Cigarettes before you get here, if they close the road due to snow you may find smokes get rationed, having a supply of your own will (1) keep you sane if you are fond of the evil weed, and (2) make you extremely popular in the bar and club.


  • Hotel Portillo is all-inclusive with food and non-alcoholic drinks. The meals are spectacular and the attention to detail reflect the amount you pay. They offer four meals a day and give you one free lunch at Tio Bobs where you can try their Parillada. Service is efficient to the point of comicality: they'll get you through 3 courses in 40 minutes.
  • The closest supermarkets are in Los Andes. Stock up here if self-catering. The minimarkets and Copec service station halfway sell snacks for double the price in Los Andes.
  • 1 Tio Bobs (top of the Plateau ski lift). Mountain restaurant



Don't leave Portillo with out having quite a few Pisco Sours. It's a Chilean speciality and the mascot of the mountain. It's made from grapes along the lines of Brandy. There is a bar in the hotel.
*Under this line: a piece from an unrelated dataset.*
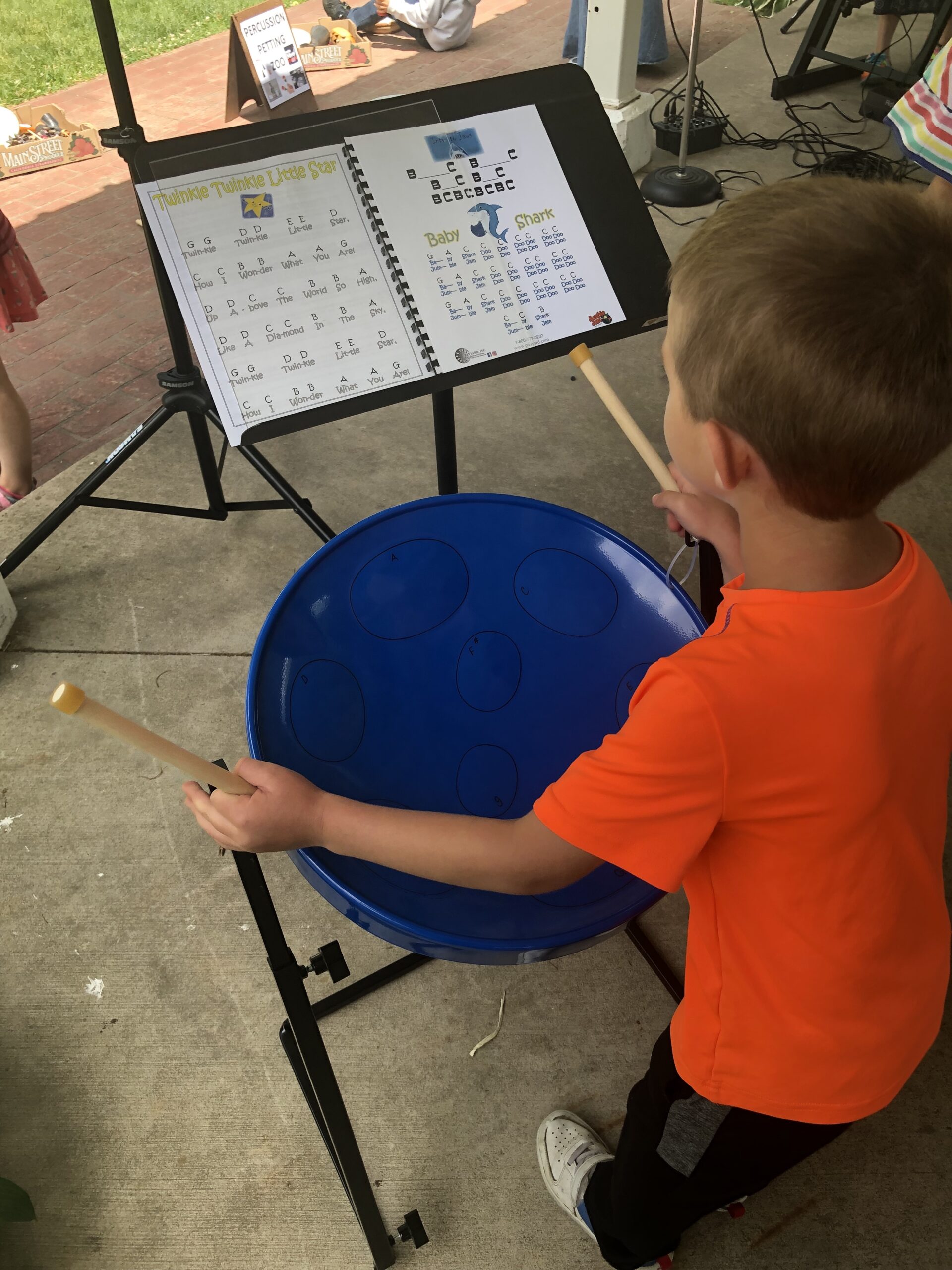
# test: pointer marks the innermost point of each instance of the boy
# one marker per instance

The Posada is the spot where all the locals hang out. It's right outside the hotel and half the price. Gets busy after midnight when the workers get off for the night.




  • 1 Hotel Portillo. It is the only hotel in the resort. You can stay at the deluxe hotel or the hostel.



There is no organized camping close to the slopes. When going backcountry you'll find most flat spaces along the noisy road. Toilets are available in the hotel for non-guests. Bring warm sleeping gear in winter.

Go next


If you've got the wonga and the weather's right for it, take the helicopter transfer. Just don't touch the quick release door lever.